# Pressure relief on skid



## WIPensFan (Jan 31, 2009)

I've got a 2010 Bobcat S650 with a 10' Snow Wolf plow on. The plow itself has a pressure relief valve on it. This has happened 2x where I take the plow and hoses off and then when I go to hook it all back up, there is pressure on the plow side and I can't get the hoses back on. Both times I've done what Bobcat says and pushed in on couplers for 5 sec before taking them off, but it doesn't seem to matter. The valves on the Bobcat side are free to move. I know it's plowside because the fix is to loosen one of the hoses at the pressure relief valve on the plow. As soon as I do that, the hoses hook right up. Do I need to have the Aux Hyd. button off before I disconnect, or some other routine to follow? I think I have but not sure. 

Any help would be appreciated. Thanks.


----------



## jomama45 (Dec 25, 2008)

The best insurance is to hook the plow side connectors together EVERY time you take them off. The fluid gets very warm during use and creates pressure. As it cools, you'll have an unbalanced pressure from one side to the other, making it hard to get the connectors to open up. It also helps keep the connectors clean and free from corrosion............


----------



## WIPensFan (Jan 31, 2009)

That's a good idea but corrosion is not an issue, it's kept inside and wiped off everytime I disconnect them. I have never tried to hook them together after taking the plow off, but I will try next time. The only thing is, if there is pressure in there they will not hook together. The last time I took it off, I hadn't been using it, so the fluid temp should be room temp.
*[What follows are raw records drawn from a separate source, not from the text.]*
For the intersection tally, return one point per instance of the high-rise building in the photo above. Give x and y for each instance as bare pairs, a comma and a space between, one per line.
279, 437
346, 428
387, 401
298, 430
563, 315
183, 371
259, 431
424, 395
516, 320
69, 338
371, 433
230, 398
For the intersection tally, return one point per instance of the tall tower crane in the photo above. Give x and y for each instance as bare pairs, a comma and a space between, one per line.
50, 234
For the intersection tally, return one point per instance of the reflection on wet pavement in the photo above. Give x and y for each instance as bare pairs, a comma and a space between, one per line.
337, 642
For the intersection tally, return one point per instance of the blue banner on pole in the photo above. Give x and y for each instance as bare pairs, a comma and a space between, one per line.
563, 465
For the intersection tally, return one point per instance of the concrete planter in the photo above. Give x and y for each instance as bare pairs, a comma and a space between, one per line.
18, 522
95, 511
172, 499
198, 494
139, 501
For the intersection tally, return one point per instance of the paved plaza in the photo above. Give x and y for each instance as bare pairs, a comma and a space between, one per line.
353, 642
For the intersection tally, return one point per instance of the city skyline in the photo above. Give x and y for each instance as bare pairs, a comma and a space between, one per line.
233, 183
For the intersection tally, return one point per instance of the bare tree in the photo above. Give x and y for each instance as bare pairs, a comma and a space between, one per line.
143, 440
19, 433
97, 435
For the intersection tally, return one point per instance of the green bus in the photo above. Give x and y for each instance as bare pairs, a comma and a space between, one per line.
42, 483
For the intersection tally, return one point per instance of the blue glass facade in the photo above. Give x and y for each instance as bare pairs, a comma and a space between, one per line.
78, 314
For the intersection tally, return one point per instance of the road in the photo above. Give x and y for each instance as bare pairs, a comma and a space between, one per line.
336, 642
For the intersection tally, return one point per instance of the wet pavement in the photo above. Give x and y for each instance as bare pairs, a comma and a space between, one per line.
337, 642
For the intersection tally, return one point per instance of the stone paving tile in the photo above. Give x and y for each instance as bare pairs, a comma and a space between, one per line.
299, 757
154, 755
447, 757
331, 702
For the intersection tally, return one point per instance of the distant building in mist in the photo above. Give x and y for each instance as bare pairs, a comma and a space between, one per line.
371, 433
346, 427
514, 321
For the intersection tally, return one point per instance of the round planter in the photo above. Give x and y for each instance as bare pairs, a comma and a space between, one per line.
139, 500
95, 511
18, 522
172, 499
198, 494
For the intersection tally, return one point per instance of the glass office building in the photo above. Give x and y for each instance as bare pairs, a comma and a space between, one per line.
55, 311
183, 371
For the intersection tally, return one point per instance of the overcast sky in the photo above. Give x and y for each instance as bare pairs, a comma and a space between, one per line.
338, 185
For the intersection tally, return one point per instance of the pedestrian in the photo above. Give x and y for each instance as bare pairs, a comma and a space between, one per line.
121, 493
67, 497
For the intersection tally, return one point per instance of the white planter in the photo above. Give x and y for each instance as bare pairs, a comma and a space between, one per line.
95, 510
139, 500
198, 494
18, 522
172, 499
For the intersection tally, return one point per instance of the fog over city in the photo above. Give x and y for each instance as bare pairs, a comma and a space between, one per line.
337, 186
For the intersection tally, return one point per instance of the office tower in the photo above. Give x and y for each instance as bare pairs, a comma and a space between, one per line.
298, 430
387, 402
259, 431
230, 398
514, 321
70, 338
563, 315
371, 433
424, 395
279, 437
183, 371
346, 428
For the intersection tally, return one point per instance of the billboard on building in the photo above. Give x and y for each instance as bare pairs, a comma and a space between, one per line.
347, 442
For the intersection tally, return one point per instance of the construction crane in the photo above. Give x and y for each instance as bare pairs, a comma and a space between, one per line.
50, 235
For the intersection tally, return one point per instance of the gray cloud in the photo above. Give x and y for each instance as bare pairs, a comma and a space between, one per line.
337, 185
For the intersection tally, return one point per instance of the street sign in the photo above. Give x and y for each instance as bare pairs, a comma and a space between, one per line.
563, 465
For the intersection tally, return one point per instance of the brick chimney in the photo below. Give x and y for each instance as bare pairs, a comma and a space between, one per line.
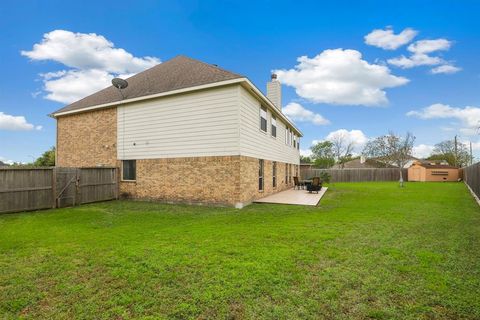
274, 91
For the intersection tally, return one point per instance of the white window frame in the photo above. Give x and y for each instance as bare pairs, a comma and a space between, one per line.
273, 123
123, 179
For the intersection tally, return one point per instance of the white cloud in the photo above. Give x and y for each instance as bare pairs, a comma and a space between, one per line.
419, 56
72, 85
357, 137
429, 46
415, 60
468, 116
297, 112
6, 161
446, 68
87, 51
422, 150
16, 123
94, 61
340, 76
388, 40
305, 152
Thanks for the advice, I will try it.


----------



## peteo1 (Jul 4, 2011)

Try this,

When you are done with the machine shut it off. Turn key to "on" position and work the levers, pedals and auxiliary hydraulic switches. What's happening is you are leaving pressure in the attachment and by disconnecting the fittings you're trapping that pressure in the lines. I've had to do that with certain attachments but not with others. Not sure why that is but when you cycle the hydraulics with the key on and engine off it seems to do the trick.


----------



## alldayrj (Feb 28, 2010)

My excavator attachment used to do that too. I always turn the machine off and hook the lines together


----------



## WIPensFan (Jan 31, 2009)

peteo1;1566593 said:


> Try this,
> 
> When you are done with the machine shut it off. Turn key to "on" position and work the levers, pedals and auxiliary hydraulic switches. What's happening is you are leaving pressure in the attachment and by disconnecting the fittings you're trapping that pressure in the lines. I've had to do that with certain attachments but not with others. Not sure why that is but when you cycle the hydraulics with the key on and engine off it seems to do the trick.


It has no key, all push button. My old machines I would hold the key to the left for 5 sec when shutting them off.


----------



## WIPensFan (Jan 31, 2009)

If I turn the Aux Hyd. off when running and then toggle the switch that angles the plow left and right, would that relieve pressure?


----------



## Grassman09 (Mar 18, 2009)

In my Cat there is a button for that very problem. Dealer said it sucks back fluid into the machine.. Ok.. Surprised your machine does not have that being a 2010. That should work, working the functions with the machine of. Works on my tractor that way.


----------



## tread lightly services (Jan 8, 2012)

jomama45;1566541 said:


> The best insurance is to hook the plow side connectors together EVERY time you take them off. The fluid gets very warm during use and creates pressure. As it cools, you'll have an unbalanced pressure from one side to the other, making it hard to get the connectors to open up. It also helps keep the connectors clean and free from corrosion............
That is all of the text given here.